You are on the right track : the regular representation turns a vector equality (apply operator to vector gets another vector) into an operator equality (the product of two operators gives another operator).

Do not expect to get everything at once. Again, the good thing about the regular representation is that it is straightforward to build, later on you will learn how to extract the essential information about any representation from a given specific one (chapter roots and weight). It's a long book and an old story. You may also want to use another book, despite the quality of the one you have at hand, other points of view are always helpful.

 

[CarlB]

I bought this book the summer before I started physics grad school and didn't understand it past the first chapter. That fall I signed up for a 1 credit reading course to read it. With a few questions answered once per week it was very easy to understand. Huge difference from self study. I think it would be possible to write a book that worked better for self study.

 

[Prologue]

Yeah, that is basically what I am doing, trying to get a good viewpoint before I start grad work. I'll try to give it a more theoretical read-through and worry about specific details later. Thanks for the help so far. Also, what other books would you recommended?

 

[CarlB]

Also, what other books would you recommended?

The funny thing is that while I more or less majored in symmetry in grad school, since then I've drifted to a different assumption about the foundations of elementary particles, geometry. Symmetry is very general; following Noether, any reasonable differential equation has some symmetry (translational and rotational at least). So physics, like a practical engineer, takes data and then looks to see if a symmetry can be fit to it.

But I eventually realized that there are very simple differential equations which have rather complicated symmetries. In fact this is the usual case. An example is Newton's gravitation; the differential equation is much simpler than the equations for the conserved quantities (i.e. energy, angular momentum).

And differential equations have information not present in their symmetries. For example, symmetry will give you the structure of the excitations of hydrogen by orbital angular momentum, but to actually get the energy levels you need to guess the differential equation, that is, the Coulomb interaction.

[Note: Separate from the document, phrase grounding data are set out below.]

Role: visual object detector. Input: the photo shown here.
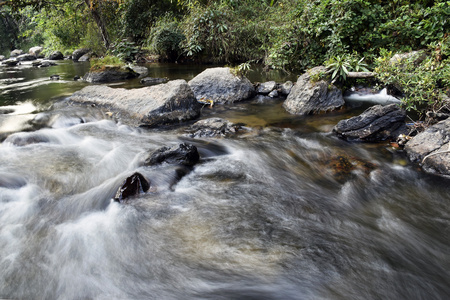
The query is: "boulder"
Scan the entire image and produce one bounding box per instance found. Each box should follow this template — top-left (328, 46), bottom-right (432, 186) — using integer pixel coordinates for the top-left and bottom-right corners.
top-left (114, 172), bottom-right (150, 203)
top-left (39, 60), bottom-right (57, 68)
top-left (29, 46), bottom-right (43, 57)
top-left (78, 53), bottom-right (91, 62)
top-left (145, 143), bottom-right (200, 167)
top-left (256, 81), bottom-right (276, 94)
top-left (2, 58), bottom-right (18, 66)
top-left (4, 132), bottom-right (50, 146)
top-left (10, 49), bottom-right (24, 57)
top-left (140, 77), bottom-right (168, 86)
top-left (279, 81), bottom-right (293, 95)
top-left (83, 65), bottom-right (139, 83)
top-left (268, 90), bottom-right (279, 98)
top-left (130, 65), bottom-right (148, 77)
top-left (188, 67), bottom-right (255, 104)
top-left (405, 118), bottom-right (450, 176)
top-left (187, 117), bottom-right (243, 138)
top-left (67, 79), bottom-right (201, 127)
top-left (16, 54), bottom-right (37, 61)
top-left (283, 66), bottom-right (344, 115)
top-left (0, 55), bottom-right (5, 61)
top-left (390, 50), bottom-right (427, 66)
top-left (333, 104), bottom-right (407, 142)
top-left (72, 48), bottom-right (90, 61)
top-left (47, 51), bottom-right (64, 60)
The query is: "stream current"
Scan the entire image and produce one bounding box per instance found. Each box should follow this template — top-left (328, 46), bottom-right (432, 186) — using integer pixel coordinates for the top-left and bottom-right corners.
top-left (0, 61), bottom-right (449, 300)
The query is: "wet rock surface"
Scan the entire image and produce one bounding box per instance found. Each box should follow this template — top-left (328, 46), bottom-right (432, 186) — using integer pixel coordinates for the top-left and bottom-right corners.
top-left (114, 172), bottom-right (150, 203)
top-left (333, 104), bottom-right (407, 142)
top-left (68, 80), bottom-right (201, 127)
top-left (140, 77), bottom-right (168, 86)
top-left (405, 118), bottom-right (450, 176)
top-left (145, 143), bottom-right (200, 167)
top-left (187, 117), bottom-right (243, 138)
top-left (283, 66), bottom-right (344, 115)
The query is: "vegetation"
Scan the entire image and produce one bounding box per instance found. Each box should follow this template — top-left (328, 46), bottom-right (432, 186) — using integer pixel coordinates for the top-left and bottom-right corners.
top-left (0, 0), bottom-right (448, 118)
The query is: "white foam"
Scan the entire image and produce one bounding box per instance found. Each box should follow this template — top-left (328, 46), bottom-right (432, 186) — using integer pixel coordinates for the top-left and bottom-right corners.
top-left (344, 88), bottom-right (401, 105)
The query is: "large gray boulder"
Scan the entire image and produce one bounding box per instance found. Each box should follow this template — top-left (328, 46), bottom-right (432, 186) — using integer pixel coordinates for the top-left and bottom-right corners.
top-left (67, 79), bottom-right (201, 127)
top-left (10, 49), bottom-right (24, 57)
top-left (188, 67), bottom-right (255, 104)
top-left (47, 51), bottom-right (64, 60)
top-left (283, 66), bottom-right (344, 115)
top-left (72, 48), bottom-right (90, 61)
top-left (16, 54), bottom-right (37, 61)
top-left (29, 46), bottom-right (43, 57)
top-left (333, 104), bottom-right (407, 142)
top-left (83, 65), bottom-right (139, 83)
top-left (405, 118), bottom-right (450, 176)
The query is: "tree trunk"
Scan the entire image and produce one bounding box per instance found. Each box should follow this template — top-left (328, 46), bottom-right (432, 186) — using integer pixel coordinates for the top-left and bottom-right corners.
top-left (347, 72), bottom-right (375, 78)
top-left (84, 0), bottom-right (110, 50)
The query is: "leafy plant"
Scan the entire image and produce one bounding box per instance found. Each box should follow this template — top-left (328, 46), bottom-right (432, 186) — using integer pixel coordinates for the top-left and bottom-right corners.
top-left (89, 55), bottom-right (125, 71)
top-left (326, 55), bottom-right (350, 82)
top-left (110, 40), bottom-right (139, 62)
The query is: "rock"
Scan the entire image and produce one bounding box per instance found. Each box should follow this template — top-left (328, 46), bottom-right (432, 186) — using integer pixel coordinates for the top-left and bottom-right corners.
top-left (83, 65), bottom-right (139, 83)
top-left (114, 172), bottom-right (150, 203)
top-left (188, 67), bottom-right (255, 104)
top-left (130, 65), bottom-right (148, 77)
top-left (50, 75), bottom-right (60, 80)
top-left (279, 81), bottom-right (293, 95)
top-left (73, 75), bottom-right (80, 81)
top-left (4, 132), bottom-right (50, 146)
top-left (47, 51), bottom-right (64, 60)
top-left (257, 81), bottom-right (276, 94)
top-left (10, 49), bottom-right (24, 57)
top-left (145, 143), bottom-right (200, 167)
top-left (78, 53), bottom-right (91, 62)
top-left (67, 79), bottom-right (201, 127)
top-left (283, 66), bottom-right (344, 115)
top-left (140, 77), bottom-right (168, 86)
top-left (390, 50), bottom-right (427, 66)
top-left (187, 117), bottom-right (242, 138)
top-left (2, 58), bottom-right (19, 66)
top-left (0, 55), bottom-right (5, 61)
top-left (405, 118), bottom-right (450, 176)
top-left (29, 46), bottom-right (43, 57)
top-left (72, 48), bottom-right (90, 61)
top-left (268, 90), bottom-right (279, 98)
top-left (16, 54), bottom-right (37, 62)
top-left (40, 60), bottom-right (57, 68)
top-left (333, 104), bottom-right (407, 142)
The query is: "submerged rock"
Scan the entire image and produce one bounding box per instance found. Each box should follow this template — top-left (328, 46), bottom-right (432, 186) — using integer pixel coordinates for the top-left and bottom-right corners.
top-left (114, 172), bottom-right (150, 203)
top-left (188, 67), bottom-right (255, 104)
top-left (283, 66), bottom-right (344, 115)
top-left (405, 118), bottom-right (450, 176)
top-left (4, 132), bottom-right (50, 146)
top-left (68, 80), bottom-right (201, 127)
top-left (140, 77), bottom-right (168, 86)
top-left (333, 104), bottom-right (407, 142)
top-left (145, 143), bottom-right (200, 167)
top-left (83, 65), bottom-right (139, 83)
top-left (187, 117), bottom-right (243, 138)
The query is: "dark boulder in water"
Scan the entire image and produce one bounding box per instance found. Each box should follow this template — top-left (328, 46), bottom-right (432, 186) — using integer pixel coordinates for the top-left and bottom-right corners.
top-left (114, 172), bottom-right (150, 203)
top-left (145, 143), bottom-right (199, 167)
top-left (333, 104), bottom-right (407, 142)
top-left (187, 117), bottom-right (244, 138)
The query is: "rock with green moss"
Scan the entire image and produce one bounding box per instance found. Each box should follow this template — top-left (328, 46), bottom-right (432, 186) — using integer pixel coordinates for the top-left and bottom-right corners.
top-left (283, 66), bottom-right (344, 115)
top-left (83, 65), bottom-right (139, 83)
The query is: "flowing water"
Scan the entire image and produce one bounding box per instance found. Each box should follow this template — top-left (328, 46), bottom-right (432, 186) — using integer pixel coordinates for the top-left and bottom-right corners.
top-left (0, 61), bottom-right (449, 300)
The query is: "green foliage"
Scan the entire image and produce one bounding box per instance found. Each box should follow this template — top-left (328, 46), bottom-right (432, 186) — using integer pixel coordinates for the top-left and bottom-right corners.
top-left (110, 39), bottom-right (139, 62)
top-left (325, 53), bottom-right (369, 82)
top-left (89, 55), bottom-right (124, 71)
top-left (375, 43), bottom-right (450, 117)
top-left (147, 17), bottom-right (185, 61)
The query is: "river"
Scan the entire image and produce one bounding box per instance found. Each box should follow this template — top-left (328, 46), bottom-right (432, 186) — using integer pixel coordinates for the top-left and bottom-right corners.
top-left (0, 60), bottom-right (449, 300)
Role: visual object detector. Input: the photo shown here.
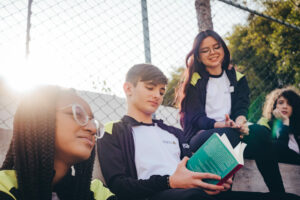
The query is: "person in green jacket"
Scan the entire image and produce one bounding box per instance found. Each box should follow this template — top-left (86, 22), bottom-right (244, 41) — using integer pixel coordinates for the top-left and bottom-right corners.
top-left (0, 85), bottom-right (115, 200)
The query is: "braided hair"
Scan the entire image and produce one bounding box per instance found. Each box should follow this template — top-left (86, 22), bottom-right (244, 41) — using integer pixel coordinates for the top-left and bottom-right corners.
top-left (1, 85), bottom-right (95, 200)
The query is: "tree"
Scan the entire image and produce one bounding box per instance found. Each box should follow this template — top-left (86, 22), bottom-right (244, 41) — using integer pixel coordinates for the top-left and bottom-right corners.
top-left (162, 0), bottom-right (213, 107)
top-left (195, 0), bottom-right (213, 31)
top-left (162, 67), bottom-right (184, 107)
top-left (227, 0), bottom-right (300, 121)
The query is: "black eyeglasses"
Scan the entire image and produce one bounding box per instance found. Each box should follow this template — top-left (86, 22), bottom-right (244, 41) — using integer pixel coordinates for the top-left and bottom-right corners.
top-left (199, 44), bottom-right (222, 54)
top-left (59, 103), bottom-right (104, 140)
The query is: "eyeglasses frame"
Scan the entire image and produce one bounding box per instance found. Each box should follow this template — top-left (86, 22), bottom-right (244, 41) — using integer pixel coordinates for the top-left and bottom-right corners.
top-left (59, 103), bottom-right (104, 140)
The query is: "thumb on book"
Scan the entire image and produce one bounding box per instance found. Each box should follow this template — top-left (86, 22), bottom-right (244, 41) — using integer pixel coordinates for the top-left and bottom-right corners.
top-left (180, 156), bottom-right (189, 166)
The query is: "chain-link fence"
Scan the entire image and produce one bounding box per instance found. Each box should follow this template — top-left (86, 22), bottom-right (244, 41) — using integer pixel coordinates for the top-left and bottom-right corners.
top-left (1, 0), bottom-right (299, 130)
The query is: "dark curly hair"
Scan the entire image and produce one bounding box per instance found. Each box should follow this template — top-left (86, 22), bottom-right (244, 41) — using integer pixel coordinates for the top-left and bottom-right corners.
top-left (1, 85), bottom-right (95, 200)
top-left (262, 86), bottom-right (300, 134)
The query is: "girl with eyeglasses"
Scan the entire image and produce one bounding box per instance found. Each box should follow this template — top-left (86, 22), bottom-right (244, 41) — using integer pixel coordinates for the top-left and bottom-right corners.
top-left (0, 85), bottom-right (114, 200)
top-left (176, 30), bottom-right (294, 197)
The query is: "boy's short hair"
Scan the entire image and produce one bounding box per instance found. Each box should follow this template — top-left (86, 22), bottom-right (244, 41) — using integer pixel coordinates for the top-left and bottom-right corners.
top-left (125, 63), bottom-right (168, 86)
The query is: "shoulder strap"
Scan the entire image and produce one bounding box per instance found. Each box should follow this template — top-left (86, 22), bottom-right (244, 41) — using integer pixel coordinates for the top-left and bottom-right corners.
top-left (0, 170), bottom-right (18, 200)
top-left (190, 72), bottom-right (201, 86)
top-left (104, 121), bottom-right (120, 135)
top-left (90, 179), bottom-right (114, 200)
top-left (257, 117), bottom-right (271, 129)
top-left (235, 71), bottom-right (245, 82)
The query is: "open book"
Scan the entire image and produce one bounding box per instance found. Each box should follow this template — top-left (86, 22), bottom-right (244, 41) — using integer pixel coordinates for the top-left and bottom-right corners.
top-left (186, 133), bottom-right (247, 185)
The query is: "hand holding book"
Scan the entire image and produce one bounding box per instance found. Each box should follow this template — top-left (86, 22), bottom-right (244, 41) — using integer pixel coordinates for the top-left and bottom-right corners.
top-left (169, 157), bottom-right (225, 192)
top-left (186, 133), bottom-right (247, 185)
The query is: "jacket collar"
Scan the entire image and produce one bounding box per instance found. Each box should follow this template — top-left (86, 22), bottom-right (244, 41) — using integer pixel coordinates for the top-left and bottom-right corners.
top-left (121, 115), bottom-right (164, 127)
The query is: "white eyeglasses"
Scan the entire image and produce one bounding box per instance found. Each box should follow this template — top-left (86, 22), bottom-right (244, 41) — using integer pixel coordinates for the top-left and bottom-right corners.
top-left (59, 104), bottom-right (104, 140)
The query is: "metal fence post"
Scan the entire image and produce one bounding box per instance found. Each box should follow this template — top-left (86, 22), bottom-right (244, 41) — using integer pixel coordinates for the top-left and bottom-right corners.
top-left (141, 0), bottom-right (151, 63)
top-left (26, 0), bottom-right (33, 59)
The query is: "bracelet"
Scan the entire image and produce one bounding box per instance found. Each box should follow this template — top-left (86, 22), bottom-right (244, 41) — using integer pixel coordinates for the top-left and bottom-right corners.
top-left (166, 175), bottom-right (171, 189)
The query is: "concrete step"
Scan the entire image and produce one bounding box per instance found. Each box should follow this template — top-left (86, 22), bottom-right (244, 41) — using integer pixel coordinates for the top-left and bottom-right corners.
top-left (232, 159), bottom-right (300, 195)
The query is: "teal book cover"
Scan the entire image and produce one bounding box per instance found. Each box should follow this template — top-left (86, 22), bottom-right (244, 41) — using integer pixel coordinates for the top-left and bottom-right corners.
top-left (186, 133), bottom-right (246, 185)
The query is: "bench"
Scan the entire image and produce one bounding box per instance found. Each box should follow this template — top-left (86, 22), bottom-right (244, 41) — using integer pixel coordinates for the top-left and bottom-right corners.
top-left (1, 128), bottom-right (299, 195)
top-left (232, 159), bottom-right (300, 195)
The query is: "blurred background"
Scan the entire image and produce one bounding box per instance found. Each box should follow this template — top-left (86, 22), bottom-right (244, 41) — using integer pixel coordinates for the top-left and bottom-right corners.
top-left (1, 0), bottom-right (299, 129)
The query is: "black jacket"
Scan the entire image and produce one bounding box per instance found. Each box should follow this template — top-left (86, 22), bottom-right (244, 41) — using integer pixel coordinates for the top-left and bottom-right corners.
top-left (181, 68), bottom-right (250, 142)
top-left (0, 170), bottom-right (114, 200)
top-left (258, 117), bottom-right (300, 149)
top-left (97, 115), bottom-right (191, 200)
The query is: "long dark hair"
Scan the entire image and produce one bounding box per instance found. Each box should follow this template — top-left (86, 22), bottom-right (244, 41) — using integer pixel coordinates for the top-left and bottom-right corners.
top-left (176, 30), bottom-right (230, 113)
top-left (1, 86), bottom-right (95, 200)
top-left (274, 88), bottom-right (300, 133)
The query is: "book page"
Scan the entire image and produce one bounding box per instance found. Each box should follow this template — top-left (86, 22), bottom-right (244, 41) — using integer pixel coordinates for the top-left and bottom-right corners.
top-left (220, 134), bottom-right (239, 161)
top-left (220, 134), bottom-right (246, 164)
top-left (233, 142), bottom-right (241, 157)
top-left (220, 134), bottom-right (232, 149)
top-left (234, 142), bottom-right (247, 164)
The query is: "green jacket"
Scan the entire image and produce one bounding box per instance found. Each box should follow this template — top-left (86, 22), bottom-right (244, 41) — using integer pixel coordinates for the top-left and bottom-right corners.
top-left (0, 170), bottom-right (114, 200)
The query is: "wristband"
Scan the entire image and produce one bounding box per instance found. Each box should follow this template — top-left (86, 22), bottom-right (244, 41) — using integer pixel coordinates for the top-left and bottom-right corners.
top-left (167, 175), bottom-right (171, 189)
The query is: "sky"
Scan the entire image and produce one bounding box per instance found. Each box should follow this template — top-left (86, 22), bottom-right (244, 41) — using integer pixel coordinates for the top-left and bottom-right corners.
top-left (0, 0), bottom-right (250, 97)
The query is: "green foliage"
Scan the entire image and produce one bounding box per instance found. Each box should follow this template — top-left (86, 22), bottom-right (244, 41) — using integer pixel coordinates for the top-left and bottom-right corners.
top-left (162, 67), bottom-right (184, 107)
top-left (248, 92), bottom-right (266, 123)
top-left (92, 79), bottom-right (111, 93)
top-left (227, 0), bottom-right (300, 120)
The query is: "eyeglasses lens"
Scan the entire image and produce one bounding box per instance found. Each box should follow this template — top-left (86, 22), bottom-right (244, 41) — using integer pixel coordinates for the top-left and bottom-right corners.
top-left (74, 105), bottom-right (88, 126)
top-left (72, 104), bottom-right (104, 139)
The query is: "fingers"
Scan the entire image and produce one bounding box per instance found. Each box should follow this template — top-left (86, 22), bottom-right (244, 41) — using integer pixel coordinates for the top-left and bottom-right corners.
top-left (226, 177), bottom-right (233, 184)
top-left (225, 114), bottom-right (230, 123)
top-left (193, 179), bottom-right (224, 191)
top-left (217, 177), bottom-right (233, 191)
top-left (193, 172), bottom-right (221, 181)
top-left (202, 182), bottom-right (224, 191)
top-left (272, 109), bottom-right (280, 118)
top-left (222, 182), bottom-right (231, 191)
top-left (191, 172), bottom-right (224, 190)
top-left (192, 174), bottom-right (224, 190)
top-left (273, 109), bottom-right (285, 119)
top-left (179, 156), bottom-right (189, 167)
top-left (230, 121), bottom-right (239, 128)
top-left (239, 123), bottom-right (249, 135)
top-left (228, 120), bottom-right (234, 127)
top-left (170, 157), bottom-right (191, 188)
top-left (235, 116), bottom-right (247, 127)
top-left (234, 116), bottom-right (249, 136)
top-left (225, 114), bottom-right (233, 127)
top-left (204, 189), bottom-right (221, 195)
top-left (225, 114), bottom-right (241, 129)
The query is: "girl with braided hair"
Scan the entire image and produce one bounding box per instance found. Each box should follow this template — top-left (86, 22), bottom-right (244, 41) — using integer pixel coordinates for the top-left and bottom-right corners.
top-left (0, 85), bottom-right (115, 200)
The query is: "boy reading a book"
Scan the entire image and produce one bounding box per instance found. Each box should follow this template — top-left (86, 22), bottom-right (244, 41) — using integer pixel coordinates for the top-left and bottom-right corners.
top-left (97, 64), bottom-right (269, 200)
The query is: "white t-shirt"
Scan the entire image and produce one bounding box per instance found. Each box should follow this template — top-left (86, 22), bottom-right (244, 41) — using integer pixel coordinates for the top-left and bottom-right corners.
top-left (288, 134), bottom-right (300, 154)
top-left (205, 71), bottom-right (232, 122)
top-left (132, 124), bottom-right (181, 179)
top-left (52, 192), bottom-right (59, 200)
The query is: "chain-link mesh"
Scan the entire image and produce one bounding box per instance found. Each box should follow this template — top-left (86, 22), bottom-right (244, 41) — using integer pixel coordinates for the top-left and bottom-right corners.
top-left (1, 0), bottom-right (299, 129)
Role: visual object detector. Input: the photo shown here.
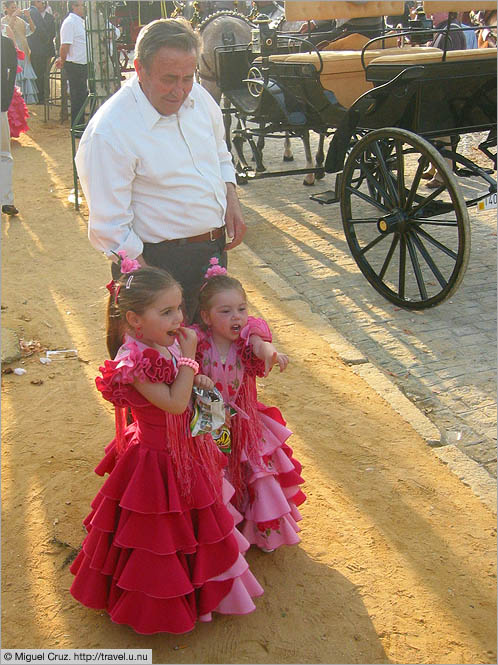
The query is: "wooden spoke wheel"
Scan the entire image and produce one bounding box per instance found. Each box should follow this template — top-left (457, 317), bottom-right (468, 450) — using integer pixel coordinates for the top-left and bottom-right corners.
top-left (340, 128), bottom-right (470, 309)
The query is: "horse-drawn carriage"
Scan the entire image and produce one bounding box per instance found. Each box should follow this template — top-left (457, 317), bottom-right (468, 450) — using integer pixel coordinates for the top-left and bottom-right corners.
top-left (208, 0), bottom-right (496, 309)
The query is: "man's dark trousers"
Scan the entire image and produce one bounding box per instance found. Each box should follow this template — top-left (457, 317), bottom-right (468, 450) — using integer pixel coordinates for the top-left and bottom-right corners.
top-left (64, 61), bottom-right (88, 126)
top-left (111, 233), bottom-right (227, 324)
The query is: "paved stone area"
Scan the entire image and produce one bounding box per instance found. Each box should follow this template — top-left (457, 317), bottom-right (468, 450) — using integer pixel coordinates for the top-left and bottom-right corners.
top-left (236, 134), bottom-right (497, 479)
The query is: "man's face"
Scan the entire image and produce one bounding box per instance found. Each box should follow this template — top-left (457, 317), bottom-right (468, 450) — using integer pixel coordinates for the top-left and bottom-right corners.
top-left (33, 0), bottom-right (44, 12)
top-left (71, 1), bottom-right (85, 17)
top-left (134, 46), bottom-right (197, 116)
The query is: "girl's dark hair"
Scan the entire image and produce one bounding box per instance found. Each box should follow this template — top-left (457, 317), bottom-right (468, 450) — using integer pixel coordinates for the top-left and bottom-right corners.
top-left (106, 266), bottom-right (181, 358)
top-left (198, 274), bottom-right (246, 328)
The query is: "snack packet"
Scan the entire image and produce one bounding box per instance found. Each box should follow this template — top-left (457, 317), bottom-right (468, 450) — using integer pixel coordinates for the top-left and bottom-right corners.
top-left (190, 386), bottom-right (225, 436)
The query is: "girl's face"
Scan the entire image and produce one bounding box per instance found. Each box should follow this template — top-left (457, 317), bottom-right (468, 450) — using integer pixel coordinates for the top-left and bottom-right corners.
top-left (5, 3), bottom-right (18, 15)
top-left (201, 288), bottom-right (248, 342)
top-left (129, 285), bottom-right (184, 348)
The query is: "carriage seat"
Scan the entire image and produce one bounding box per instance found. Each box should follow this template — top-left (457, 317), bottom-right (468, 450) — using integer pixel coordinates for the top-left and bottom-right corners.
top-left (264, 47), bottom-right (442, 108)
top-left (368, 47), bottom-right (498, 65)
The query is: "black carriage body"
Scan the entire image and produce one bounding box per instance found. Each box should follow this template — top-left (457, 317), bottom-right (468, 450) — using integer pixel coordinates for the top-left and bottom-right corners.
top-left (216, 45), bottom-right (347, 132)
top-left (218, 43), bottom-right (496, 140)
top-left (363, 57), bottom-right (497, 137)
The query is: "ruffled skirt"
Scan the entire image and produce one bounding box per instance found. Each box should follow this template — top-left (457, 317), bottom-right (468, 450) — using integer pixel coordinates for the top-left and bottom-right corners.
top-left (7, 87), bottom-right (29, 139)
top-left (16, 58), bottom-right (38, 105)
top-left (70, 431), bottom-right (263, 634)
top-left (233, 407), bottom-right (306, 551)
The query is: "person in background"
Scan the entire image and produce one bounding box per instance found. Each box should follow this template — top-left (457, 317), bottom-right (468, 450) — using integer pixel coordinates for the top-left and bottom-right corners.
top-left (476, 9), bottom-right (497, 48)
top-left (430, 11), bottom-right (467, 51)
top-left (55, 0), bottom-right (87, 126)
top-left (1, 1), bottom-right (38, 103)
top-left (422, 12), bottom-right (467, 188)
top-left (1, 30), bottom-right (19, 216)
top-left (27, 0), bottom-right (55, 103)
top-left (459, 11), bottom-right (478, 49)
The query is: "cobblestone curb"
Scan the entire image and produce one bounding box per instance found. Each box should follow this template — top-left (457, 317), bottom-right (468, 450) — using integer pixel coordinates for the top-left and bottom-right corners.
top-left (236, 244), bottom-right (497, 513)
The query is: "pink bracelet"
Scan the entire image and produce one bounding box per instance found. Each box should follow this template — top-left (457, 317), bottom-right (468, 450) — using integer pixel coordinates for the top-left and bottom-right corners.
top-left (177, 357), bottom-right (199, 374)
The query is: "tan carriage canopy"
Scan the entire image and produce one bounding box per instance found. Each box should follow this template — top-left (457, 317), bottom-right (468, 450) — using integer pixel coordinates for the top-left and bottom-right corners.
top-left (423, 2), bottom-right (496, 13)
top-left (284, 2), bottom-right (405, 21)
top-left (284, 1), bottom-right (497, 21)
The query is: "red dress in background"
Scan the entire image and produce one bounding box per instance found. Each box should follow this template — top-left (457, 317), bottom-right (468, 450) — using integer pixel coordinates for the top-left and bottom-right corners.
top-left (8, 47), bottom-right (29, 138)
top-left (8, 86), bottom-right (29, 138)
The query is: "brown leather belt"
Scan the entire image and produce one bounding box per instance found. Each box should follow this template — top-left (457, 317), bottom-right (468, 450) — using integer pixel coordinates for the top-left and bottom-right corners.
top-left (164, 226), bottom-right (225, 246)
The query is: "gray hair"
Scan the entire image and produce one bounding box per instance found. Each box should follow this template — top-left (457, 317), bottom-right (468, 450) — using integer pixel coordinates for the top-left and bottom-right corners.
top-left (135, 18), bottom-right (200, 70)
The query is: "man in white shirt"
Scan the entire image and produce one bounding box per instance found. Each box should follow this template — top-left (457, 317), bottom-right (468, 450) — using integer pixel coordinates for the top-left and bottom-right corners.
top-left (75, 18), bottom-right (246, 322)
top-left (55, 0), bottom-right (87, 126)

If it's the case that the underlying differential equation is simpler than the symmetries (and approximate symmetries) it produces, then it might be possible to guess that differential equation. One would then check that the guess produces the observed symmetries and use the guess to evaluate things that are now considered arbitrary constants determined by experiment.

So I decided that an under researched (and therefore easily published) idea was to try to describe the elementary particles entirely from geometry and quantum mechanics with no use of symmetry other than the symmetry of space-time (or maybe just space). For example, see my recently accepted paper proposing a relationship between spin-1/2 and the 3 generations. This is quantum field theory, but on a finite space instead of the usual infinite position / momentum space. I think this makes it an easier intro to QFT:
http://arxiv.org/abs/1006.3114

I started writing a book giving a geometric foundation to the standard model but I quit working on it when I concluded that no one was going to read it until I published the details in peer reviewed journals. So it's kind of dated and incomplete, but it gives a good explanation of what spinors really are, from a geometric point of view, and it is intended to be understood by beginning grad students:
www.brannenworks.com/dmaa.pdf

I should probably add that I didn't finish my PhD. I passed the examinations (at U. Cal., Irvine) but couldn't decide on a thesis and left to do engineering. I just took the general GREs and intend on starting grad school again in fall 2011.